ProteinChains

ProteinChains.STANDARD_RESIDUE_TEMPLATE
ProteinChains.BackboneGeometry
ProteinChains.IdealResidue
ProteinChains.ProteinChain
ProteinChains.ProteinStructure
ProteinChains.ProteinStructureStore
ProteinChains.ProteinStructureStore
ProteinChains.all_atom_coords
ProteinChains.append_residue
ProteinChains.atom_contact_order
ProteinChains.cysteine_features
ProteinChains.deserialize
ProteinChains.interchain_atom_contact_proportion
ProteinChains.interchain_contact_counts
ProteinChains.interchain_residue_contact_proportion
ProteinChains.mapmmcif
ProteinChains.pdbentry
ProteinChains.prepend_residue
ProteinChains.residue_contact_order
ProteinChains.residue_pair_min_distances
ProteinChains.serialize
ProteinChains.shape_features
ProteinChains.structure_atom_coords

ProteinChains.STANDARD_RESIDUE_TEMPLATE — Constant

STANDARD_RESIDUE_TEMPLATE

This is a template of a "standard residue", with a very specific and distinct shape, size, and orientation. which needs to be consistent if we want to represent protein structures as sets of residue rotations and translations.

Thus, we can use this residue as a template for aligning other residues with very precise geometry to it.

julia> IdealResidue{Float64}(BackboneGeometry(N_Ca_C_angle = 1.93); template=ProteinChains.STANDARD_RESIDUE_TEMPLATE)
3×3 IdealResidue{Float64}:
 -1.06447   -0.199174   1.26364
  0.646303  -0.529648  -0.116655
  0.0        0.0        0.0

source

ProteinChains.BackboneGeometry — Type

BackboneGeometry(;
    N_Ca_length = 1.46,
    Ca_C_length = 1.52,
    C_N_length = 1.33,

    N_Ca_C_angle = 1.94,
    Ca_C_N_angle = 2.03,
    C_N_Ca_angle = 2.13,
)

Define the idealized bond lengths and bond angles of a protein backbone.

source

ProteinChains.IdealResidue — Type

IdealResidue{T<:AbstractFloat} <: AbstractMatrix{T}

IdealResidue{T}(backbone_geometry=DEFAULT_BACKBONE_GEOMETRY; template=nothing) where T

A 3x3 matrix representing the idealized geometry of a protein residue, with columns representing the N, Ca, and C atom positions of a residue positioned at the origin.

source

ProteinChains.ProteinChain — Type

ProteinChain{T<:Real}

Represents a protein chain with a basic set of fields from which some other properties might be derived.

source

ProteinChains.ProteinStructure — Type

ProteinStructure{T} <: AbstractVector{ProteinChain{T}}

Fields

name::String: Usually just the base name of the original file.
chains::Vector{ProteinChain{T}}: a collection of ProteinChains.
atoms::Vector{Atom{T}}: free atoms from the structure that were not part of any protein residue.

source

ProteinChains.ProteinStructureStore — Type

ProteinStructureStore <: AbstractDict{InlineStrings.String31,ProteinStructure}

A JLD2-based store for protein structures implementing the AbstractDict interface, allowing for dictionary operations on the stored structures.

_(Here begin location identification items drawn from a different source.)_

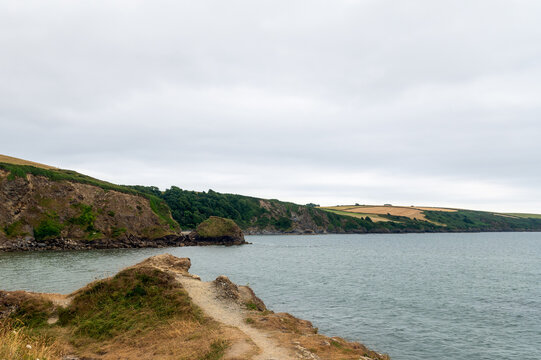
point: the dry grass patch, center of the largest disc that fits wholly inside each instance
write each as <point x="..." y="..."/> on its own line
<point x="301" y="336"/>
<point x="17" y="343"/>
<point x="373" y="217"/>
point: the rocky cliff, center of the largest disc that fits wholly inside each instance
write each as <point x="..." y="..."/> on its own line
<point x="158" y="310"/>
<point x="37" y="212"/>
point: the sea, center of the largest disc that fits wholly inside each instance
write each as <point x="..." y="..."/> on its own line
<point x="413" y="296"/>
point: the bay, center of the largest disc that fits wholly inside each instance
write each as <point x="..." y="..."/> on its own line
<point x="414" y="296"/>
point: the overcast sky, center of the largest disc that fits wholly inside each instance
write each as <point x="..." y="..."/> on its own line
<point x="335" y="102"/>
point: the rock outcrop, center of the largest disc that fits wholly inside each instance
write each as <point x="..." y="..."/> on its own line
<point x="158" y="310"/>
<point x="217" y="231"/>
<point x="39" y="213"/>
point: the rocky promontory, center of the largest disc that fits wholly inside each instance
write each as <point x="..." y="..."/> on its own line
<point x="217" y="231"/>
<point x="158" y="310"/>
<point x="53" y="209"/>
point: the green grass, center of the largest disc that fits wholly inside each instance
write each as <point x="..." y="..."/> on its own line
<point x="217" y="350"/>
<point x="134" y="300"/>
<point x="32" y="312"/>
<point x="49" y="227"/>
<point x="374" y="217"/>
<point x="158" y="206"/>
<point x="526" y="216"/>
<point x="14" y="229"/>
<point x="85" y="219"/>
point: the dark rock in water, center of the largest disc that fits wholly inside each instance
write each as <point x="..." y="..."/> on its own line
<point x="217" y="231"/>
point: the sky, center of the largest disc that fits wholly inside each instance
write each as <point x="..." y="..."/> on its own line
<point x="418" y="102"/>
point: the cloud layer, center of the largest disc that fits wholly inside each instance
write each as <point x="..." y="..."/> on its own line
<point x="416" y="102"/>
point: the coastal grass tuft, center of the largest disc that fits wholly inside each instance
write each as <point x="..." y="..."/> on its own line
<point x="134" y="300"/>
<point x="17" y="343"/>
<point x="217" y="350"/>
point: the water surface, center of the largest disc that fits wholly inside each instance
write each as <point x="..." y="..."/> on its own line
<point x="415" y="296"/>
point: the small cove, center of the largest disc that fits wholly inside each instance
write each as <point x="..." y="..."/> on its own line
<point x="415" y="296"/>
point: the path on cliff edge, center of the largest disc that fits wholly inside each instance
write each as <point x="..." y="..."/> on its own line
<point x="229" y="313"/>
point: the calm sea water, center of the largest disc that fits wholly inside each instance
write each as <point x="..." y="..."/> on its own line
<point x="415" y="296"/>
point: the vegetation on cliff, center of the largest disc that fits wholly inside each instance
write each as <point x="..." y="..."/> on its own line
<point x="39" y="205"/>
<point x="253" y="215"/>
<point x="176" y="206"/>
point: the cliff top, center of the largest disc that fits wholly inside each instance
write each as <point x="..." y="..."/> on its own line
<point x="16" y="161"/>
<point x="157" y="309"/>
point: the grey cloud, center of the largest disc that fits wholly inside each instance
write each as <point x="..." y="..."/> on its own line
<point x="224" y="95"/>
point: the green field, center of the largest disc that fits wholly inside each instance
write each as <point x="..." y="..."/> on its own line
<point x="525" y="216"/>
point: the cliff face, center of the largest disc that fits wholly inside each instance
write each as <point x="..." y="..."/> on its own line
<point x="39" y="213"/>
<point x="158" y="310"/>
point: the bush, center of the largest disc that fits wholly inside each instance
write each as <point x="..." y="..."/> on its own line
<point x="48" y="228"/>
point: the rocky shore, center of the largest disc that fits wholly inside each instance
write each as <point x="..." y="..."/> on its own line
<point x="158" y="310"/>
<point x="224" y="232"/>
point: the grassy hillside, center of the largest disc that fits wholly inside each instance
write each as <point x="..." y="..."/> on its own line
<point x="446" y="219"/>
<point x="254" y="215"/>
<point x="158" y="206"/>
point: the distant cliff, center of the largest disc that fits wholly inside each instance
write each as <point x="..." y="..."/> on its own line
<point x="263" y="216"/>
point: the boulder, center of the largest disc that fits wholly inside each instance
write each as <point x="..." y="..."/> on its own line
<point x="217" y="231"/>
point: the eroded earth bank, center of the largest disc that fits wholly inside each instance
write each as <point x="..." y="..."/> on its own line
<point x="158" y="310"/>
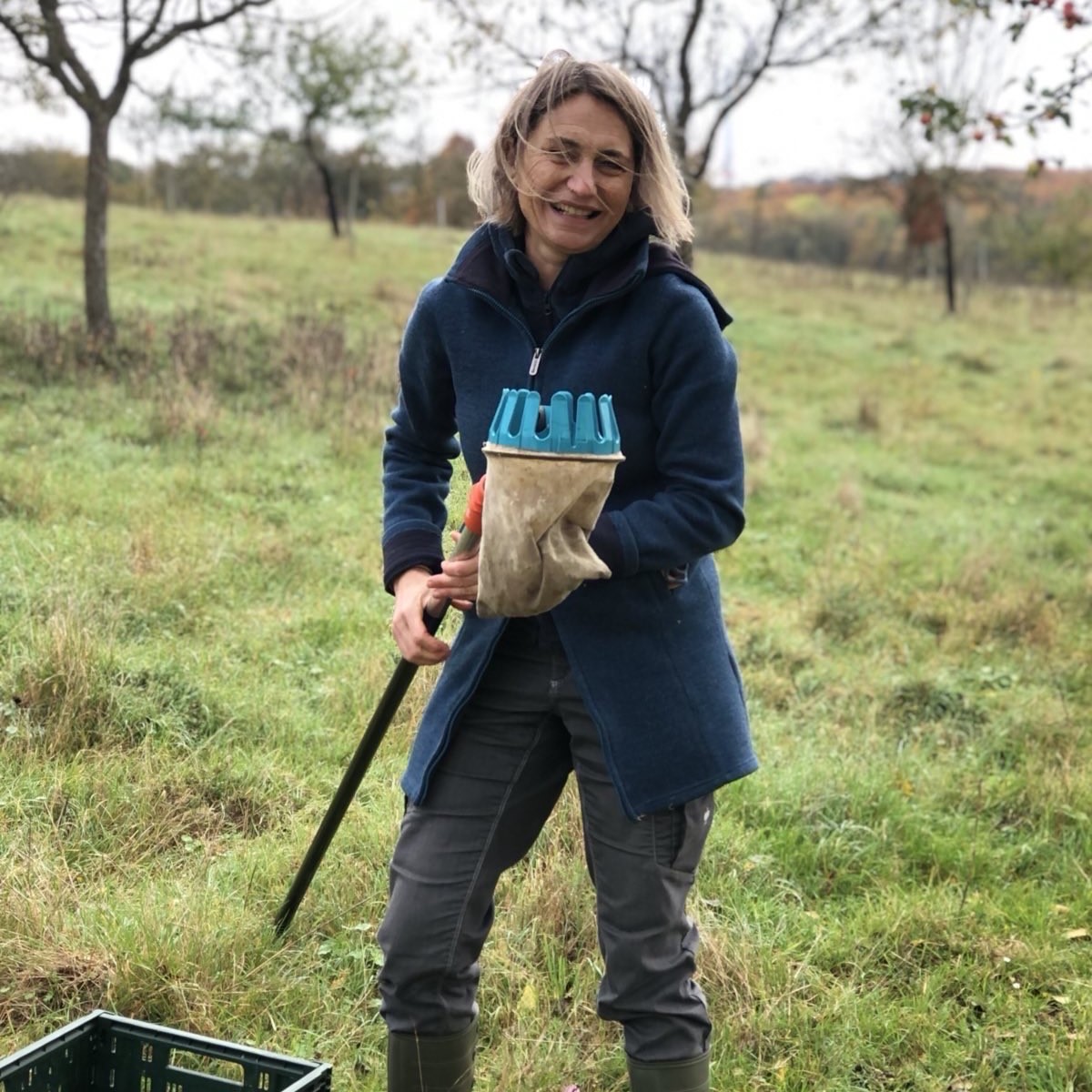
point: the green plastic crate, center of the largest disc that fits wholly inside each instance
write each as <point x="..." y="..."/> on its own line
<point x="104" y="1052"/>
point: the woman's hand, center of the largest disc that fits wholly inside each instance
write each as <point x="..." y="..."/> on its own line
<point x="418" y="592"/>
<point x="412" y="599"/>
<point x="458" y="581"/>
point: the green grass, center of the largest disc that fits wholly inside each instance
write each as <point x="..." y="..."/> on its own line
<point x="192" y="638"/>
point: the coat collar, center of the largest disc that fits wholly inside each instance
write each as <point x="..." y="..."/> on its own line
<point x="492" y="260"/>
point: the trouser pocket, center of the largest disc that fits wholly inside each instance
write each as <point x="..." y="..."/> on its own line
<point x="680" y="834"/>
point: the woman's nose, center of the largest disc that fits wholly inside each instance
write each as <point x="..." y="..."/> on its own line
<point x="582" y="177"/>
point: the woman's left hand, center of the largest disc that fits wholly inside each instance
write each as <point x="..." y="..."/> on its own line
<point x="458" y="581"/>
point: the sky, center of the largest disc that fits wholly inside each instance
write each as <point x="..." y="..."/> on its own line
<point x="814" y="121"/>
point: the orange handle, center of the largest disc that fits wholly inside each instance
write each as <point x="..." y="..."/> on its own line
<point x="472" y="518"/>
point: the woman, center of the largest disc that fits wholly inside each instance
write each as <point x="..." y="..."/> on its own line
<point x="629" y="682"/>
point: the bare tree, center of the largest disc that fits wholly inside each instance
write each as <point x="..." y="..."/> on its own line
<point x="57" y="41"/>
<point x="699" y="59"/>
<point x="959" y="53"/>
<point x="1047" y="93"/>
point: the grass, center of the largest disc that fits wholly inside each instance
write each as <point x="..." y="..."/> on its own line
<point x="192" y="637"/>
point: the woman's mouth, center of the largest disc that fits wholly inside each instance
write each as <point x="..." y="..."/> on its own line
<point x="573" y="211"/>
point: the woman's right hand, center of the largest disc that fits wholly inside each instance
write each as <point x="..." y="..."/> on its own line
<point x="412" y="599"/>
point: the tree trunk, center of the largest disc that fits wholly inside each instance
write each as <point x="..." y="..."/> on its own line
<point x="328" y="185"/>
<point x="949" y="267"/>
<point x="96" y="296"/>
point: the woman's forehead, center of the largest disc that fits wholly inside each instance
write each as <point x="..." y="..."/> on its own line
<point x="587" y="121"/>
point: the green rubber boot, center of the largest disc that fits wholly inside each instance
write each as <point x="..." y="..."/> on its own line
<point x="692" y="1075"/>
<point x="430" y="1063"/>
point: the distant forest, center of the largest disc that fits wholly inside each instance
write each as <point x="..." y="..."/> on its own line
<point x="1004" y="227"/>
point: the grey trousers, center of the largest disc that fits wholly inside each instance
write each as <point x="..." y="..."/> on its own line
<point x="511" y="753"/>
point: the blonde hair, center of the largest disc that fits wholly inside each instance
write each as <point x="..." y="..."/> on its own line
<point x="658" y="184"/>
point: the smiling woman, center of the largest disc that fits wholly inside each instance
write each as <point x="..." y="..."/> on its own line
<point x="626" y="682"/>
<point x="574" y="183"/>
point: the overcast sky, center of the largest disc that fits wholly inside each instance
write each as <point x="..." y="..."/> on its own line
<point x="811" y="121"/>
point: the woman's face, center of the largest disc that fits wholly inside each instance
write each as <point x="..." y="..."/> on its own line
<point x="574" y="180"/>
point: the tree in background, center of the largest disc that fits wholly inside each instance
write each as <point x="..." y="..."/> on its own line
<point x="1044" y="97"/>
<point x="329" y="79"/>
<point x="303" y="83"/>
<point x="57" y="42"/>
<point x="960" y="53"/>
<point x="699" y="59"/>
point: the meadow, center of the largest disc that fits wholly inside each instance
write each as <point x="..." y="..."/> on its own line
<point x="194" y="636"/>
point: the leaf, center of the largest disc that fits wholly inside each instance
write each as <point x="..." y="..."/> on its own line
<point x="529" y="1000"/>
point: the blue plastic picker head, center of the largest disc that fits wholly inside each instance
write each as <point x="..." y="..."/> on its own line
<point x="521" y="421"/>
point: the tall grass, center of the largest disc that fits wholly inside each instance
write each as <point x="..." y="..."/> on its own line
<point x="192" y="637"/>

Keys are stored as InlineStrings.String31 objects to reduce references. This means keys are limited to 31 bytes.

A ProteinStructureStore gets closed automatically when there no longer exists a program-accessible reference to it.

Examples

julia> store = ProteinStructureStore("store.pss")
ProteinStructureStore with 0 entries

julia> store["3HFM"] = pdb"3HFM"
[ Info: Downloading file from PDB: 3HFM
3-element ProteinStructure "3HFM.cif":
 215-residue ProteinChain{Float64} (H)
 214-residue ProteinChain{Float64} (L)
 129-residue ProteinChain{Float64} (Y)

julia> store
ProteinStructureStore with 1 entry

julia> keys(store)
Set{InlineStrings.String31} with 1 element:
  InlineStrings.String31("3HFM")

julia> delete!(store, "3HFM")
ProteinStructureStore with 0 entries

source

ProteinChains.ProteinStructureStore — Method

ProteinStructureStore(f::Function, filename, mode="a+")

source

ProteinChains.all_atom_coords — Method

all_atom_coords(chain)

Return a 3 × N matrix of all-atom Cartesian coordinates for a ProteinChain. This is written to be type-stable and allocation-friendly.

source

ProteinChains.append_residue — Method

append_residue(Backbone::Backbone, torsion_angles::Vector{<:Real}; ideal::BackboneGeometry=DEFAULT_BACKBONE_GEOMETRY)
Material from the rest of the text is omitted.